Forse il termine esatto per definire il film visto ieri sera sarebbe quello di “commedia brillante” e invece no.

A me piace definirlo una favola. La trama è semplicissima anche se ricca di rimandi e citazioni: un gruppo di amici, ognuno con un suo problema personale, si riunisce per vedere L’Eurovision Song Contest, quello che per noi è l’Eurofestival, gara tra cantanti che rappresentano ognuno la propria nazione. Per gioco incidono un brano e, meraviglia delle meraviglie, per una serie di fortunati eventi quella sarà la canzone che rappresenterà Israele nell’edizione successiva della gara. E qui parte una carrellata di personaggi fantastici, dipinti con poche ma sufficienti pennellate, in ognuno dei quali riconosciamo vizi e difetti comuni nella nostra società.

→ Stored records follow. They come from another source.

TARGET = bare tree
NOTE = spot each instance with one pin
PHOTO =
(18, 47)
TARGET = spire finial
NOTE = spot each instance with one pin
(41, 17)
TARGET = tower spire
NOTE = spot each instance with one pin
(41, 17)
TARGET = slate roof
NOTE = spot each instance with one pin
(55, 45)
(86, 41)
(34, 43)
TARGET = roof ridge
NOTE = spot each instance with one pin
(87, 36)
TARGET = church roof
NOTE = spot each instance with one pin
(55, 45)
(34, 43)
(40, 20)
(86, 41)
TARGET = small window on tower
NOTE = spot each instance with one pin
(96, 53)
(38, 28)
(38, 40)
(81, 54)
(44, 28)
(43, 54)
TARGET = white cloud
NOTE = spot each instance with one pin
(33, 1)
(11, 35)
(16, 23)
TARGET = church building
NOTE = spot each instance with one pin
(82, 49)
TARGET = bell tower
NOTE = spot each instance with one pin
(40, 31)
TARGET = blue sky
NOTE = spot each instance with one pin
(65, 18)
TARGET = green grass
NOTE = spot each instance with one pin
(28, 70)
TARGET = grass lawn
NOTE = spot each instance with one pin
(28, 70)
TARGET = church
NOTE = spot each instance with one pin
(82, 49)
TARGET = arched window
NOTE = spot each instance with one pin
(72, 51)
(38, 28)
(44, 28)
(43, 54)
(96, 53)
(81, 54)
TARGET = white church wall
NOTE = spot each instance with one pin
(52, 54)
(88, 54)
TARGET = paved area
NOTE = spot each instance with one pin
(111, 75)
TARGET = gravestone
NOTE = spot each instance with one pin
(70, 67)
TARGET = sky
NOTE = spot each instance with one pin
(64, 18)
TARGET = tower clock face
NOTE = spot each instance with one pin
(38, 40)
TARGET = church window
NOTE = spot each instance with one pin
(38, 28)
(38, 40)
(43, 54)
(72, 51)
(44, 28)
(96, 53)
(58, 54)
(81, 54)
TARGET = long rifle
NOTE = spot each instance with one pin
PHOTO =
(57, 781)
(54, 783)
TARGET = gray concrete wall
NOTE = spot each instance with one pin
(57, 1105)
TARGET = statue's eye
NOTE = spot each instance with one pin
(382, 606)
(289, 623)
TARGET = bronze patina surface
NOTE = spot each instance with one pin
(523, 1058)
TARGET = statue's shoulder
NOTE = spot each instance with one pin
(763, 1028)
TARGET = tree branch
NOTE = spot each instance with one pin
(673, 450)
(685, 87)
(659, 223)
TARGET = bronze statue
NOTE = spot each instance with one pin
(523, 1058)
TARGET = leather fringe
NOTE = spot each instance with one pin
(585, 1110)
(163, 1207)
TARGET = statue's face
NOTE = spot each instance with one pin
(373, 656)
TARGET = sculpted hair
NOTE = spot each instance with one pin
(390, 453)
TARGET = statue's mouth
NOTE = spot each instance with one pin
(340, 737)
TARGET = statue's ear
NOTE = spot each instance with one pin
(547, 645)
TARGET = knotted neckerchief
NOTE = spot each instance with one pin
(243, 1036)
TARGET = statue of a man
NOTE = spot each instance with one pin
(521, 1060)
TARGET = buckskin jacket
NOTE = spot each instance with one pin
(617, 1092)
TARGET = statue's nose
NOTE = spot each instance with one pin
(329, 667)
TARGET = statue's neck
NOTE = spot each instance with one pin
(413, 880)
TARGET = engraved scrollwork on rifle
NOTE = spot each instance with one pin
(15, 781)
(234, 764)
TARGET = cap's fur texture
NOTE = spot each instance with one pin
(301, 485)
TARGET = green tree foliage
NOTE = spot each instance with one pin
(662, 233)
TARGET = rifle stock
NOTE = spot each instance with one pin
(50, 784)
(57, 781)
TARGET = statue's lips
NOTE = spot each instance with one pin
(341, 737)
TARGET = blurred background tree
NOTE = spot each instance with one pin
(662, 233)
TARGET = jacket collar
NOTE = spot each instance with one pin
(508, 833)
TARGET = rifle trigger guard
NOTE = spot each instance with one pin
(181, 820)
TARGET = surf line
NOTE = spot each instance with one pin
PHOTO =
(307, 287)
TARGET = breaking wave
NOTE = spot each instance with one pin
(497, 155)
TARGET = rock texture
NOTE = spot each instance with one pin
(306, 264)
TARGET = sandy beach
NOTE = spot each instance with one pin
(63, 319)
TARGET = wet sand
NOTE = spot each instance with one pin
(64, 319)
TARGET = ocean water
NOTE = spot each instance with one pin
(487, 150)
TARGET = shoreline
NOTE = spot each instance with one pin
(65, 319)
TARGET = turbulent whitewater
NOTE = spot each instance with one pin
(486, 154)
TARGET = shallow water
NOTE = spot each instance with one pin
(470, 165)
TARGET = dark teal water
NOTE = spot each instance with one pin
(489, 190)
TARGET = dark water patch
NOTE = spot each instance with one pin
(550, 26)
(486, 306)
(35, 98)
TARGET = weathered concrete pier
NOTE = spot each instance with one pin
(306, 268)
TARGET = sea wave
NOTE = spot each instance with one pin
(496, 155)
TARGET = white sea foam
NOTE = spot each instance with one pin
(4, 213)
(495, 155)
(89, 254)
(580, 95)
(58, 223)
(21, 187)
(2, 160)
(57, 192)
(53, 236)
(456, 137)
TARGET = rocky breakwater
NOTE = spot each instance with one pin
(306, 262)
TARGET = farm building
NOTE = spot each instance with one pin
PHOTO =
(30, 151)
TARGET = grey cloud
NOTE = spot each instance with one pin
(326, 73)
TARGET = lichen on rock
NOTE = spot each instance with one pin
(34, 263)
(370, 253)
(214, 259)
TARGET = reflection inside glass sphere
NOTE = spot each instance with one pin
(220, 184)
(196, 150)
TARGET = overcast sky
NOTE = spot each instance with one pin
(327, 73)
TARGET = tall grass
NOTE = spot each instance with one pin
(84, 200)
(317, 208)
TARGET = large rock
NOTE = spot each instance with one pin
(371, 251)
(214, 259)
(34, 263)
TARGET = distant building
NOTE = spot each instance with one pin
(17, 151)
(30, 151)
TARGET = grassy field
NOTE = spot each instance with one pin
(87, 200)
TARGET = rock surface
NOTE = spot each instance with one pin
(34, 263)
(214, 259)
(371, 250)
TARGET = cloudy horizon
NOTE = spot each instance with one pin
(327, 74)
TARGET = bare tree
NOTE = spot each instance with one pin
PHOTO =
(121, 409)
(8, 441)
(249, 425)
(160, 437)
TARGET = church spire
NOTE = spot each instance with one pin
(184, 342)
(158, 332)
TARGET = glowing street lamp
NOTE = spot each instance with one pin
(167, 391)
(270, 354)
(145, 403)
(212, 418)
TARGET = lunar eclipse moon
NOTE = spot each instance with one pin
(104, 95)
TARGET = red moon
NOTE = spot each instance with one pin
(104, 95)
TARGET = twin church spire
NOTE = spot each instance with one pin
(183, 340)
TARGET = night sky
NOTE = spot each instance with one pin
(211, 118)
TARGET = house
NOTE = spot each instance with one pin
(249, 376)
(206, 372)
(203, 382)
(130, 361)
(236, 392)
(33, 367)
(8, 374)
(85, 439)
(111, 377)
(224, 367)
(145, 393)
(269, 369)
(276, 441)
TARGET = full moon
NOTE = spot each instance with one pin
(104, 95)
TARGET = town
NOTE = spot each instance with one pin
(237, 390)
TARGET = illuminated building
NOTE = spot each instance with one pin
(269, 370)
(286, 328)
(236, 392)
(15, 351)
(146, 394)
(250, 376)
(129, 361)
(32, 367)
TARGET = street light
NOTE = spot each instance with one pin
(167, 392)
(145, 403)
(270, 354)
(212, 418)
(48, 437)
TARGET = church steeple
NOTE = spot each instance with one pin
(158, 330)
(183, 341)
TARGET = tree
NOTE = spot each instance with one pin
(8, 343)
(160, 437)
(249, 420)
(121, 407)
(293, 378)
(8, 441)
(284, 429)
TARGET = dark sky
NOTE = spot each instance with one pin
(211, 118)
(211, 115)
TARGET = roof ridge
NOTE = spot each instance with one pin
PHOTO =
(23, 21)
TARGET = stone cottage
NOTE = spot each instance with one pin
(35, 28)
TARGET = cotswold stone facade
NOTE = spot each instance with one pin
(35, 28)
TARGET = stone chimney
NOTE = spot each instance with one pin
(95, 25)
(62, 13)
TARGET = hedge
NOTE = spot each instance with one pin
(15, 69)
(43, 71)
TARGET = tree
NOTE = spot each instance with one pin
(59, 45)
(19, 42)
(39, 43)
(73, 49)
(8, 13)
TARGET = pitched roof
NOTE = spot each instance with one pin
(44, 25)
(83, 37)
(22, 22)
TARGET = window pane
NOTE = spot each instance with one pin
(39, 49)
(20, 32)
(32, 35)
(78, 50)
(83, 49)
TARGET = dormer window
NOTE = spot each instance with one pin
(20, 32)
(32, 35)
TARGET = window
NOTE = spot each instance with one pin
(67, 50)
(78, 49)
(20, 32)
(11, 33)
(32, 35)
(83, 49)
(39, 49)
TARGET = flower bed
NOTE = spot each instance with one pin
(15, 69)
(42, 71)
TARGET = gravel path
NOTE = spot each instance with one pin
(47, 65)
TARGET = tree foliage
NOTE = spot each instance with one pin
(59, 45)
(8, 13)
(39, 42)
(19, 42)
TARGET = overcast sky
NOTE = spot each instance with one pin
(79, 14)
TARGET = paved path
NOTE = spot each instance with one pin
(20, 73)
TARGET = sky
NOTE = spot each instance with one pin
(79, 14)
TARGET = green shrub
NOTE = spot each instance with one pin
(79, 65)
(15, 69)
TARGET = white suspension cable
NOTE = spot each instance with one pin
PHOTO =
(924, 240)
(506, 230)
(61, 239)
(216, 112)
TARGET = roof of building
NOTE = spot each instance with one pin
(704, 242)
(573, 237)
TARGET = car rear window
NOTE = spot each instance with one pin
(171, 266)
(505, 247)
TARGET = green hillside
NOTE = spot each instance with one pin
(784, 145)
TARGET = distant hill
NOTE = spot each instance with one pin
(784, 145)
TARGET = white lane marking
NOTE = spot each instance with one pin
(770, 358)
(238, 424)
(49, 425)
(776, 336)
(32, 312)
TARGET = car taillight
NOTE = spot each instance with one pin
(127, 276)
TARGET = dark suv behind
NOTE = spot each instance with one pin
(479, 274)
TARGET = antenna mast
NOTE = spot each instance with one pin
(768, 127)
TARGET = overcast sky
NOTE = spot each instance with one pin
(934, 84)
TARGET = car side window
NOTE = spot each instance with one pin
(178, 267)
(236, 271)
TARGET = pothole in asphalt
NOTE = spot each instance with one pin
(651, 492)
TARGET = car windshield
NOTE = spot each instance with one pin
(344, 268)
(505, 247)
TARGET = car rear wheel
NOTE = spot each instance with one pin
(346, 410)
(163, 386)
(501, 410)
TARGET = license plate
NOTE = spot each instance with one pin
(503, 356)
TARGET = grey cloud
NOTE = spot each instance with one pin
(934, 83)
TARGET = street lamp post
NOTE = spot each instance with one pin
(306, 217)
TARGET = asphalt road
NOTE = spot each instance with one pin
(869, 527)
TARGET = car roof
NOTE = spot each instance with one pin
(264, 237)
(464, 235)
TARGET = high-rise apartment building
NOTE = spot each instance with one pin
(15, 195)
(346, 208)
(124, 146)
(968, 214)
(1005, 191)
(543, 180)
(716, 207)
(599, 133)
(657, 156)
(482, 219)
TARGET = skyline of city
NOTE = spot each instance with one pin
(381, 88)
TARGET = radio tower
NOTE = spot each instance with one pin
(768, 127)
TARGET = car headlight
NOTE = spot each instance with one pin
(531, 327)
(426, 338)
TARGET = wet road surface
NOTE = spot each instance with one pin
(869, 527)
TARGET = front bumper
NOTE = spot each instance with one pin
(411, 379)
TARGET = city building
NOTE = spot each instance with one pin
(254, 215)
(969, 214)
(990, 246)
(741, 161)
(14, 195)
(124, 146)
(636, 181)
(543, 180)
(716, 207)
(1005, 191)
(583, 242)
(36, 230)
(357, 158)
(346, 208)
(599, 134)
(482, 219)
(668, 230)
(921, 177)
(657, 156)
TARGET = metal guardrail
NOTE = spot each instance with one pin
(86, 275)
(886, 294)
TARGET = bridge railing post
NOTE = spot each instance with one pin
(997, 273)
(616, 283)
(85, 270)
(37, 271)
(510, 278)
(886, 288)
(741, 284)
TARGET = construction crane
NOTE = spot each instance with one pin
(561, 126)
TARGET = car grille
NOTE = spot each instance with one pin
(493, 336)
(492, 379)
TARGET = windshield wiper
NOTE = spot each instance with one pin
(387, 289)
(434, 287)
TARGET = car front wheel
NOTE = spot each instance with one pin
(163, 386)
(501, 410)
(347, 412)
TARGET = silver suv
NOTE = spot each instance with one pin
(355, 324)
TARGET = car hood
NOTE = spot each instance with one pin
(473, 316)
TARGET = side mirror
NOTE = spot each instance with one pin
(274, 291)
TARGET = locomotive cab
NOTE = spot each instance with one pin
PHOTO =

Quasi come in Alice nel paese delle meraviglie ecco la ministro opportunista e ipocrita; il manager manipolatore e volgare, la stampa che manipola la notizia per riempire i telegiornali e tutta una serie di personaggi correlati che tentano di togliere freschezza, gioia e spontaneità al brano e all’esibizione dei nostri. Ovviamente, come in tutte la favole che si rispettino, ci sarà il lieto fine, il gruppo arriverà secondo ma vinceranno comunque poiché ognuno troverà l’amore e l’armonia. Una trama quasi banale se non fosse che il tutto viene raccontato con vivacità, colore e fantasia; belli e divertenti sia i costumi che la colonna sonora che, con ironia e senza pudori, si rifanno agli anni 70 e a un ormai consolidato repertorio gay. 90 minuti che scorrono via veloci e senza pensieri e forse per questo che quando si sono accese le luci ci siamo tutti guardati un po’ stupiti e meravigliati come quando si ascolta una favola e il racconto finisce.